Il Diavolo veste Prada: ambiente di lavoro tossico
Una giovane giornalista fa di tutto pur di entrare nelle grazie della sua narcisista direttrice e delle colleghe che le fanno mobbing. Cambia look e atteggiamento fino a essere risucchiata in una spirale sempre più stringente di compromessi e abusi lavorativi, ma anche di confronti spietati e malsani. Il posto è salvo, ma a costo di perdere i vecchi amici e l’amore. Fino al giorno in cui si ferma a pensare se il lavoro vale più della vita privata.

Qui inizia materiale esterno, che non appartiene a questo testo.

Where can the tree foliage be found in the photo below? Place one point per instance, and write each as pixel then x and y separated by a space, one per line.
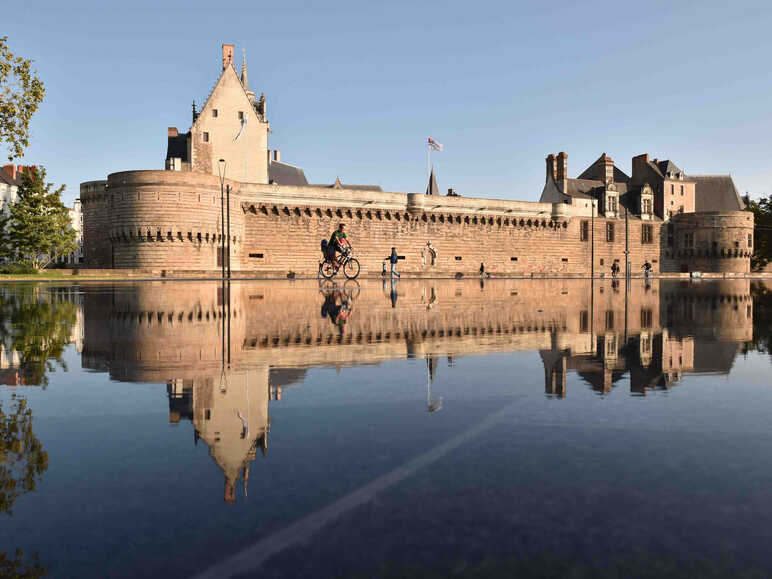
pixel 762 231
pixel 38 228
pixel 21 92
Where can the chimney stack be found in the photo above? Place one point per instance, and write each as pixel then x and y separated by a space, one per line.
pixel 562 170
pixel 227 55
pixel 551 168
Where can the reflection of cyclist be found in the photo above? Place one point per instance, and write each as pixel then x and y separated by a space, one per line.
pixel 337 307
pixel 338 241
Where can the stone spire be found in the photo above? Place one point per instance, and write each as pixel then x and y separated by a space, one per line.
pixel 244 81
pixel 432 188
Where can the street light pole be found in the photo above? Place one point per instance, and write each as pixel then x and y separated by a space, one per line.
pixel 221 166
pixel 228 227
pixel 592 240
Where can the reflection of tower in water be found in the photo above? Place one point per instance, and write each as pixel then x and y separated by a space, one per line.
pixel 230 416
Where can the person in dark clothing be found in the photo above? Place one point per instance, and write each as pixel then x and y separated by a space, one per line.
pixel 338 241
pixel 393 258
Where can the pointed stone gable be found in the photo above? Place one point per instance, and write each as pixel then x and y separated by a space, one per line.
pixel 214 132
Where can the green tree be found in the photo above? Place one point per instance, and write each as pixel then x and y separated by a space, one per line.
pixel 21 92
pixel 37 229
pixel 762 230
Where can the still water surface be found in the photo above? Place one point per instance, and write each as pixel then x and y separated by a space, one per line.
pixel 457 428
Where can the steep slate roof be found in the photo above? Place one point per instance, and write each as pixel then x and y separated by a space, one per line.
pixel 593 172
pixel 584 187
pixel 339 185
pixel 178 147
pixel 667 166
pixel 284 174
pixel 716 193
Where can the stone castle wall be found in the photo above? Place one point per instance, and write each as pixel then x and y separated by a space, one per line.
pixel 160 331
pixel 710 242
pixel 170 220
pixel 96 219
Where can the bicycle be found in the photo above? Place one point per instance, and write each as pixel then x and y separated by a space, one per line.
pixel 328 268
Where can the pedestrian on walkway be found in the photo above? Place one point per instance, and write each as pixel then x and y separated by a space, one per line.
pixel 393 258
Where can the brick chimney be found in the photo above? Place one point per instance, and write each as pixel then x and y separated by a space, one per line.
pixel 607 168
pixel 562 170
pixel 227 55
pixel 551 168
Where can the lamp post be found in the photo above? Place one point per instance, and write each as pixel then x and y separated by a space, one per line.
pixel 221 165
pixel 228 226
pixel 592 240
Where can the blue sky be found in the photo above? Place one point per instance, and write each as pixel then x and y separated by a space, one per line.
pixel 354 88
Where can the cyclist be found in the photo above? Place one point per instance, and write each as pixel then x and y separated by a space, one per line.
pixel 337 242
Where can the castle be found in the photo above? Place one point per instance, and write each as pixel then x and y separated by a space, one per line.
pixel 173 221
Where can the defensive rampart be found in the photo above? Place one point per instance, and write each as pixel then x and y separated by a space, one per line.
pixel 171 220
pixel 710 242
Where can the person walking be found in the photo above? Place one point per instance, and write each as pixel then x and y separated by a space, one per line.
pixel 393 258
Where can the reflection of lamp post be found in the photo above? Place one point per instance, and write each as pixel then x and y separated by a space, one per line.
pixel 221 165
pixel 228 227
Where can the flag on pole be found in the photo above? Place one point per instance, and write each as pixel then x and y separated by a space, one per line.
pixel 434 145
pixel 241 130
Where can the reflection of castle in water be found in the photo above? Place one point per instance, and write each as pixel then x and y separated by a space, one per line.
pixel 182 334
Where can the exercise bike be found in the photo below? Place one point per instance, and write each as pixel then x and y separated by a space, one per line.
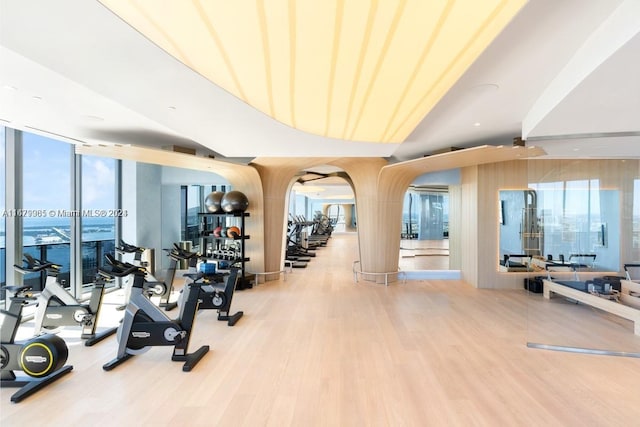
pixel 216 292
pixel 145 325
pixel 42 359
pixel 58 308
pixel 164 289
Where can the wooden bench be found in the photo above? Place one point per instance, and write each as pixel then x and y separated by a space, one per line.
pixel 613 307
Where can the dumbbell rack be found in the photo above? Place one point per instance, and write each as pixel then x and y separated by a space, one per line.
pixel 217 248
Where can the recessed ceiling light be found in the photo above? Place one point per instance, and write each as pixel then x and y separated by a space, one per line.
pixel 92 118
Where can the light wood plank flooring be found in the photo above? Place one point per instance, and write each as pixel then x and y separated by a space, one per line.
pixel 320 350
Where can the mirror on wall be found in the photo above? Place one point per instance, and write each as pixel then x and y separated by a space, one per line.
pixel 424 243
pixel 569 223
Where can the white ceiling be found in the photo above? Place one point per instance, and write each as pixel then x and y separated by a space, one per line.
pixel 72 69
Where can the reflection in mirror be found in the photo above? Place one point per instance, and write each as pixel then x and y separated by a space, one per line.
pixel 560 224
pixel 425 229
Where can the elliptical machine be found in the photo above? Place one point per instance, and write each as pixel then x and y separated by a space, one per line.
pixel 42 358
pixel 216 291
pixel 164 289
pixel 144 325
pixel 58 308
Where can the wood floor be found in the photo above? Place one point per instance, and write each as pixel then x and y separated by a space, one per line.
pixel 320 350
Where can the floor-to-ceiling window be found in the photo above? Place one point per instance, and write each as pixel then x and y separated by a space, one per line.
pixel 46 203
pixel 3 159
pixel 98 214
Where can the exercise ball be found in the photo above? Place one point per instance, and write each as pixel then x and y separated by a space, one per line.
pixel 212 201
pixel 234 201
pixel 233 232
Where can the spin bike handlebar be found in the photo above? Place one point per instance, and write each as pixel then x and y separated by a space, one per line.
pixel 180 254
pixel 124 247
pixel 119 268
pixel 35 265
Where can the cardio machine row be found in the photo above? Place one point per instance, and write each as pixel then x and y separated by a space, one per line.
pixel 42 359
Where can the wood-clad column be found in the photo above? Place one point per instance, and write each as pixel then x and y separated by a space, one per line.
pixel 378 216
pixel 277 175
pixel 348 218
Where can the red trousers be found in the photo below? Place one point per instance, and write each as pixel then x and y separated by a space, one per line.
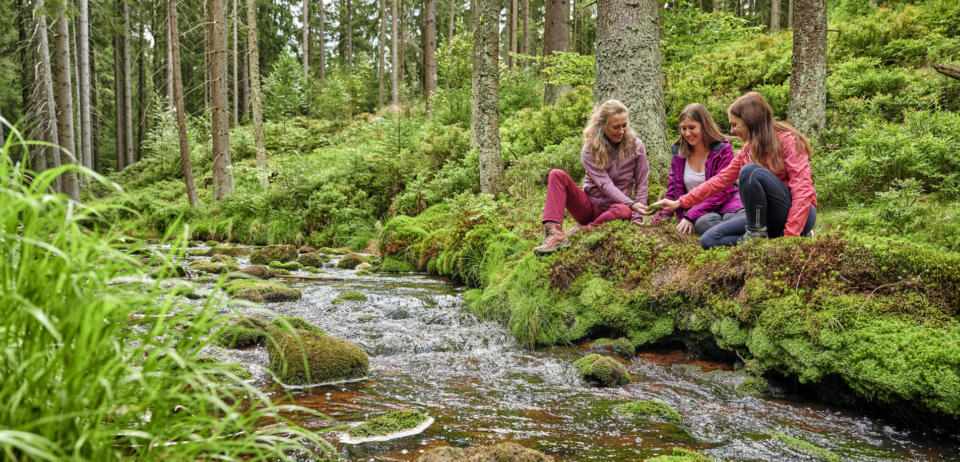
pixel 564 194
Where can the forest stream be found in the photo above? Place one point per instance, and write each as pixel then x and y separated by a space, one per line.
pixel 429 353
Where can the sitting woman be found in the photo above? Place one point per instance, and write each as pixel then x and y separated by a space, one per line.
pixel 699 154
pixel 776 184
pixel 615 187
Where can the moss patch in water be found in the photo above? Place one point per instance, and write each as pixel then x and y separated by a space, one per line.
pixel 645 409
pixel 396 421
pixel 602 370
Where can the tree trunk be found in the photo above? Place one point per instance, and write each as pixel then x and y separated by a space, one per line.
pixel 628 69
pixel 381 50
pixel 429 51
pixel 65 104
pixel 174 65
pixel 395 54
pixel 127 92
pixel 556 37
pixel 774 16
pixel 254 56
pixel 485 121
pixel 219 120
pixel 808 78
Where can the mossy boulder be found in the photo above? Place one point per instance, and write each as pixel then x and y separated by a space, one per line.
pixel 504 452
pixel 601 370
pixel 261 291
pixel 302 357
pixel 281 253
pixel 350 261
pixel 312 259
pixel 393 422
pixel 647 409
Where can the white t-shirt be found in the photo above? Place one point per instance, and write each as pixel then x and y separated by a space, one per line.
pixel 692 178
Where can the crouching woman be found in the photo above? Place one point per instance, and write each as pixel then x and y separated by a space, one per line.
pixel 615 187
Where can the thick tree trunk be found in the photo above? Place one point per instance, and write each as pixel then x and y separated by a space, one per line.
pixel 429 51
pixel 774 16
pixel 485 121
pixel 65 104
pixel 395 54
pixel 219 119
pixel 628 69
pixel 556 37
pixel 808 78
pixel 174 65
pixel 254 56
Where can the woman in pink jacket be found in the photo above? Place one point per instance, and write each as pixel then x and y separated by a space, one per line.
pixel 776 184
pixel 615 187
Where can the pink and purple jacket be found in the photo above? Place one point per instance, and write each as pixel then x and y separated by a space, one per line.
pixel 613 185
pixel 723 201
pixel 796 174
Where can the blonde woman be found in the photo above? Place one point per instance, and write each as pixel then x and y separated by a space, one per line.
pixel 615 187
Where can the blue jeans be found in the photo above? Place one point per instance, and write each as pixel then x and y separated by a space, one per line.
pixel 767 202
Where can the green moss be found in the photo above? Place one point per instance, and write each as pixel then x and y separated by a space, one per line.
pixel 645 409
pixel 396 421
pixel 261 291
pixel 602 370
pixel 302 358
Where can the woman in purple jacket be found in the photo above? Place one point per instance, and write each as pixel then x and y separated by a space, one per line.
pixel 615 187
pixel 698 155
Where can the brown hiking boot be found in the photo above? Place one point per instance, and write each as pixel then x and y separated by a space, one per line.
pixel 553 240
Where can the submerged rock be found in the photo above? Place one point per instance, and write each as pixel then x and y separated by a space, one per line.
pixel 602 370
pixel 302 357
pixel 503 452
pixel 261 291
pixel 281 253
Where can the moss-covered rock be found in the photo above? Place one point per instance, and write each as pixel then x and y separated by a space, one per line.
pixel 503 452
pixel 302 357
pixel 281 253
pixel 393 422
pixel 312 259
pixel 261 291
pixel 350 261
pixel 602 370
pixel 647 409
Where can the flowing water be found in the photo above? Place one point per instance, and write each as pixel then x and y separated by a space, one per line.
pixel 429 353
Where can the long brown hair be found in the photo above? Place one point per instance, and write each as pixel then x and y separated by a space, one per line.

Smetto quando voglio: precariato
Il lungometraggio fa una panoramica su un grande problema italiano: quello della mancanza di finanziamenti per la ricerca e della mancanza di sbocchi professionali consoni a un livello di preparazione accademico elevato. Se rimanere in Italia significa essere un laureato disoccupato, la soluzione è quella di fuggire all’estero. Ma la disperazione e la voglia di restare possono invece portare a riscattarsi con un mercato geniale, ma fuori dalle regole.
1984: alienazione
Nelle distopie, il lavoro diventa spesso lo strumento principe della divisione sociale. Paura e protezione sono i sentimenti rappresentati in questo film del 1984 diretto da Michael Radford, nel quale il lavoro raggiunge la più alta vetta dell’alienazione umana, agendo al contempo da incentivo alla discriminazione e da riparo accogliente. Tira dritto, non alzare la testa, non farti domande, non pensare, sii produttivo per non correre il rischio di essere notato.

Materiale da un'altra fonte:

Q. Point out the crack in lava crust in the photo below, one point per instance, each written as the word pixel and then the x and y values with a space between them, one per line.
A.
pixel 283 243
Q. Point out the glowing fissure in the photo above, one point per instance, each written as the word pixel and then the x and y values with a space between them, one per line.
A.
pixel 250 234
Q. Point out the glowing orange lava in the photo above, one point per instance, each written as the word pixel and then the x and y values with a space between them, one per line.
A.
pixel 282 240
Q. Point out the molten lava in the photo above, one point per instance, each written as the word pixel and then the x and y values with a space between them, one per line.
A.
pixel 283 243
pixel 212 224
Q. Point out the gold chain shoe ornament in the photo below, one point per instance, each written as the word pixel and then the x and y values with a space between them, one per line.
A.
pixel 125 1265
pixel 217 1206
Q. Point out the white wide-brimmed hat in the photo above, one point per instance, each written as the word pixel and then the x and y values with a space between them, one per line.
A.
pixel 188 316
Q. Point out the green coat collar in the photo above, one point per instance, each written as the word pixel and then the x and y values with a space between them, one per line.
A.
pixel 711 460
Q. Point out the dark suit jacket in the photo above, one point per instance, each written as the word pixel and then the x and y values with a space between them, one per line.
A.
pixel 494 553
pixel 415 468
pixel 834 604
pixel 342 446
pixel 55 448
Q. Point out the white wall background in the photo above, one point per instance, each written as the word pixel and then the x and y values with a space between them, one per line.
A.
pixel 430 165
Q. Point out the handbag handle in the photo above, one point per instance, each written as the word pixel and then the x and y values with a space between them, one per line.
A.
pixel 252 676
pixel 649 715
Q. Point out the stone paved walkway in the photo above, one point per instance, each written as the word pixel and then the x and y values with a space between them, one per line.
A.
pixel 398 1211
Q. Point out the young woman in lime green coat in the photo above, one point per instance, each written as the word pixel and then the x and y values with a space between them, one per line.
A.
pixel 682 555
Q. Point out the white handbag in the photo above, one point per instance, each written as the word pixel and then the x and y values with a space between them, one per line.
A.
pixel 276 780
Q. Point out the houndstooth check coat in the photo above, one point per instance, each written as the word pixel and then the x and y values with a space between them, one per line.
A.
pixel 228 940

Full Monty: ricerca del lavoro e disoccupazione
Un film del 1997 che porta sul grande schermo il tema del precariato, i problemi economici e la disoccupazione. Alcuni operai a spasso, ispirati dal giovane padre Gaz, per guadagnare qualche sterlina si improvvisano spogliarellisti. Il lavoro, per un genitore, è accoglienza, sostegno e autoefficacia. Ma quando manca lascia spazio al fantasma del disonore colpevole e la vergogna di sé isola e allontana gli unici affetti che contano.
Il parere della psicologa
La rappresentazione di fenomeni complessi e dolorosi attraverso i film li rende più accessibili e affrontabili. L’immedesimazione diventa, infatti, un modo per concretizzare l’esistenza di problemi e farci sentire meno soli. Ricordandoci però che «Se sentiamo di vivere una difficoltà, è sempre bene rivolgersi a un professionista e chiedere aiuto», afferma Martina Migliore, psicoterapeuta cognitivo-comportamentale ed esperta di Superhero Therapy.